Moved by her suffering, IMAHelps volunteers removed Cruz's teeth and shaved her maxilla so that she could be fitted with dentures. Then they sewed her cleft lip shut, closing the fissure that had subjected her to nearly seven decades of torment and ridicule.

In Jinotega, their patients included Jose Jesus Rodriguez, an 18-year-old coffee plantation worker who was born with an extra thumb on each hand, which IMAHelps surgeons removed. In addition to being unsightly, Rodriguez said he could not move his extra thumbs and that they made it difficult for him to grasp various tools. He said the surgery would improve his job security by helping to ensure that he could grasp the tools he needed to do his job like his fellow coffee plantation employees.

But while the IMAHelps volunteers thrive on providing treatment to every patient, medical solutions are not always possible.

In Jinotega, they saw a 10-year-old boy with polio and a four-year-old boy who suffered from congenital hypothyroidism, which left him unable to walk. But while IMAHelps volunteers could not offer them any medical solutions, they were able to provide both boys with wheelchairs, which their families could not afford.

Mark and Terry Walsh say they are already looking forward to joining IMAHelps when the group conducts a medical mission to help the poor in the Andes Mountains of Peru next summer.

So are other IMAHelps volunteers, including Gloria Soto-Reyes, a Danville, Calif. physical therapist who joined the group for the first time this month in Jinotega.

"One of our patients was a man who had a prosthetic leg and foot," Soto-Reyes said through tears, still emotional from the experience. "He was a land mine victim. Seeing him reminded me that we had been a part of that conflict. But we were able to replace his foot, which was rotting and falling apart. It felt good to do that because the little bit of something I could do to help him I did."

And while she saw many patients in Nicaragua whose lives were torn by poverty and war, Soto-Reyes said the IMAHelps mission gave her hope and changed the way she looks at the world and the impact people can have in it.

"We made a difference in the lives of so many people," she said. "Imagine if everybody gave up two weeks of income to do something like this.

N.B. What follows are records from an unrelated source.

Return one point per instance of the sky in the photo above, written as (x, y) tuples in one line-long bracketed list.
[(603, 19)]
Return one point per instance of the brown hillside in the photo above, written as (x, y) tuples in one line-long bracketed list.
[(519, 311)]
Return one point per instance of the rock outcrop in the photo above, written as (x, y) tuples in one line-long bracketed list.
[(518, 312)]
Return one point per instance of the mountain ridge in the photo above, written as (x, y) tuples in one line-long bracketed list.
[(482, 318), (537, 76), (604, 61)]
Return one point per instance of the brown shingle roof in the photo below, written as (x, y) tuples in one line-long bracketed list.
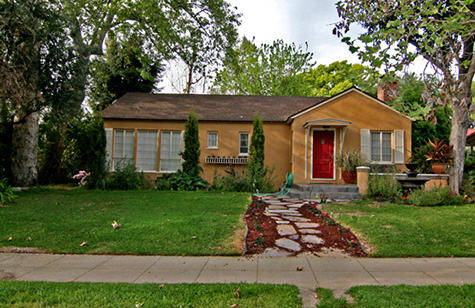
[(241, 108)]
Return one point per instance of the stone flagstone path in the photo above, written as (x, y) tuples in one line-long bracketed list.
[(293, 227)]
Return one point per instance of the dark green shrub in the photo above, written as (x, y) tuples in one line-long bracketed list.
[(438, 196), (419, 157), (191, 154), (258, 176), (6, 192)]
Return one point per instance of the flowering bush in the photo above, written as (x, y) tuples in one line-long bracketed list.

To have had such an impact when you're just one person is rewarding, even humbling. It gives you such gratitude. But this mission also brought things into focus for me," she said.

"If everybody looks at themselves instead of waiting for a bigger organization or the government to step in, if we reflect it onto ourselves, then we would see a lot more kindness and a lot more humanitarian things get done."